Infrastruktur Terus Terus Terbatas Tanpa Seiring perkembangan kebutuhan pengembangan infrastruktur nasional, Indonesia dianggap masih tergantung pada pembiayaan dari luar negeri (Utang Luar Negeri/ULN), sebagaimana disampaikan oleh Deputi Gubernur Senior Bank Indonesia (BI), Mirza Adityaswara, pada hari Senin, 24 Oktober 2016. Menurutnya, keberadaan pembiayaan perbankan nasional masih terbatas dalam mengatasi potensi pembangunan infrastruktur, karena masih membutuhkan dukungan luar negeri.

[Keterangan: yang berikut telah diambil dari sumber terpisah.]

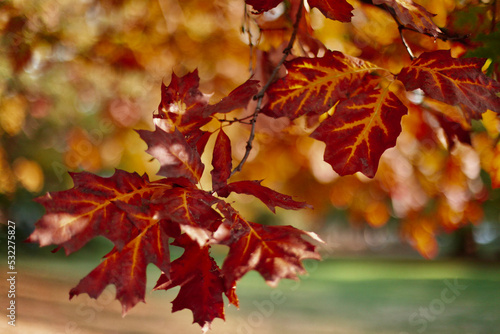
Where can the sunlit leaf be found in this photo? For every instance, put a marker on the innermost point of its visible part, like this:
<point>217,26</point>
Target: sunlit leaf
<point>453,81</point>
<point>275,252</point>
<point>314,85</point>
<point>201,283</point>
<point>360,131</point>
<point>177,158</point>
<point>413,15</point>
<point>334,9</point>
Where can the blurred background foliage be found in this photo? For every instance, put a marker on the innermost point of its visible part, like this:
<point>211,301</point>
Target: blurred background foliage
<point>77,77</point>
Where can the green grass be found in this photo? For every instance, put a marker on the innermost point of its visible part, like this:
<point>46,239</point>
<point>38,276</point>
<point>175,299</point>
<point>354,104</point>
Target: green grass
<point>347,296</point>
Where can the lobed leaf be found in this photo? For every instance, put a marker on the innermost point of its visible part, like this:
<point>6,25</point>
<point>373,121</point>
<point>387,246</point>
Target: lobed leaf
<point>221,161</point>
<point>333,9</point>
<point>182,104</point>
<point>260,6</point>
<point>177,158</point>
<point>75,216</point>
<point>275,252</point>
<point>268,196</point>
<point>191,208</point>
<point>360,130</point>
<point>185,107</point>
<point>126,268</point>
<point>413,15</point>
<point>314,85</point>
<point>453,81</point>
<point>201,283</point>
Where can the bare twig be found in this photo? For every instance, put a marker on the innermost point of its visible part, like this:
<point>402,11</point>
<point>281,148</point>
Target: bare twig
<point>245,28</point>
<point>408,49</point>
<point>494,16</point>
<point>260,95</point>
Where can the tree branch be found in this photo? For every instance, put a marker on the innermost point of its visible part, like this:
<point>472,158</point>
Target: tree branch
<point>260,95</point>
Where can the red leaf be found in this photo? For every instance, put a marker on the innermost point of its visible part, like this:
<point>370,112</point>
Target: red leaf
<point>191,209</point>
<point>184,107</point>
<point>201,282</point>
<point>268,196</point>
<point>126,269</point>
<point>237,99</point>
<point>412,15</point>
<point>453,81</point>
<point>360,130</point>
<point>75,216</point>
<point>275,252</point>
<point>177,158</point>
<point>314,85</point>
<point>222,161</point>
<point>182,104</point>
<point>333,9</point>
<point>260,6</point>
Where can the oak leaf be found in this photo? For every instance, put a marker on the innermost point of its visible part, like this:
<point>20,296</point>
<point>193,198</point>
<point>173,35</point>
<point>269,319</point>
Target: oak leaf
<point>453,81</point>
<point>275,252</point>
<point>185,107</point>
<point>360,130</point>
<point>221,161</point>
<point>412,15</point>
<point>177,158</point>
<point>334,9</point>
<point>201,283</point>
<point>268,196</point>
<point>75,216</point>
<point>260,6</point>
<point>314,85</point>
<point>126,269</point>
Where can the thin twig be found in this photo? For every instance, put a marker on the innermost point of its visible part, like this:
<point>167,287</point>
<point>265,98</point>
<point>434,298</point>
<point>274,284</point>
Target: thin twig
<point>494,18</point>
<point>408,49</point>
<point>260,95</point>
<point>245,28</point>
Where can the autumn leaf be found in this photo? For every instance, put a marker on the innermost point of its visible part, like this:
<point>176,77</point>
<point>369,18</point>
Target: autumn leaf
<point>237,99</point>
<point>177,158</point>
<point>453,81</point>
<point>75,216</point>
<point>222,161</point>
<point>191,208</point>
<point>260,6</point>
<point>268,196</point>
<point>360,130</point>
<point>201,283</point>
<point>275,252</point>
<point>334,9</point>
<point>182,103</point>
<point>185,107</point>
<point>126,268</point>
<point>412,15</point>
<point>314,85</point>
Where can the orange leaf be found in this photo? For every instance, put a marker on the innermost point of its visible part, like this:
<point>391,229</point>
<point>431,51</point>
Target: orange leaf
<point>333,9</point>
<point>413,15</point>
<point>260,6</point>
<point>314,85</point>
<point>360,130</point>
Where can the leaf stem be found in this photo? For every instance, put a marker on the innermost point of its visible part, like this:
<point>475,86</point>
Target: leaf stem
<point>494,16</point>
<point>260,95</point>
<point>408,49</point>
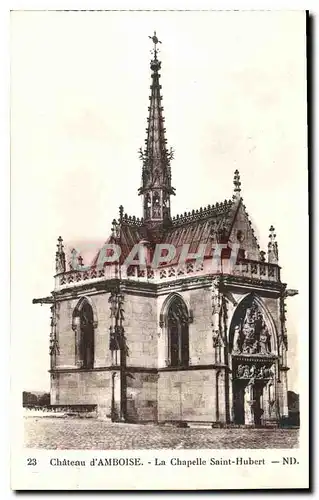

Permasalahan ini diperkuat oleh angka tertentu yang menunjukkan bahwa Produk Domestik Bruto (PDP) Indonesia mencapai sebesar Rp11.000 triliun. Menurut data yang disampaikan oleh Mirza, peran perbankan dalam mengelola anggaran infrastruktur tidak mencukupi, hanya mampu menangani sekitar 35% dari total anggaran tersebut. Jika dipahami lebih dalam, maka perbankan hanya mampu mengcover sebanyak Rp3 ribu hingga Rp4 ribu triliun dari anggaran yang dibutuhkan, sehingga terus membutuhkan pembiayaan dari luar negeri untuk membangun infrastruktur secara sistematis.
Baca Juga:
Di sisi lain, data mengenai utang luar negeri (ULN) di Indonesia menunjukkan bahwa anggaran utang korporasi mencapai US$160 miliar dan utang pemerintah mencapai US$140 miliar, total yang menyebabkan sejumlah US$300 miliar—sekitar Rp4.000 triliun—dibebankan secara luar negeri untuk mengalirkan dana dalam pengembangan infrastruktur nasional. Hal ini menunjukkan bahwa sebagian besar dana pengembangan tersebut dipraktikkan sebagai aset eksternal, yang secara eksplisit menyiratkan perluasannya pada pengeluaran dana dari luar negeri.
Baca Juga:
Dengan memperhatikan keadaan ekonomi saat itu, Mirza menyampaikan bahwa perbankan nasional memiliki likuiditas yang sebesar Rp300 triliun hingga Rp350 triliun. Namun, jumlah dana tersebut tidak bisa langsung dialokasikan untuk kredit karena terbatas terhadap kebutuhan keuangan bank sebagai aset likuid. Menurutnya, karena keterbatasan aset likuid, bank harus mempertimbangkan adanya keterbatasan yang terjadi terhadap kepercayaan nasabah dan ketentuan yang harus dipenuhi dalam mengelola keuangan, sehingga tidak semua dana dapat langsung disetujui sebagai kredit, melainkan dilakukan dengan proses seleksi lebih lanjut.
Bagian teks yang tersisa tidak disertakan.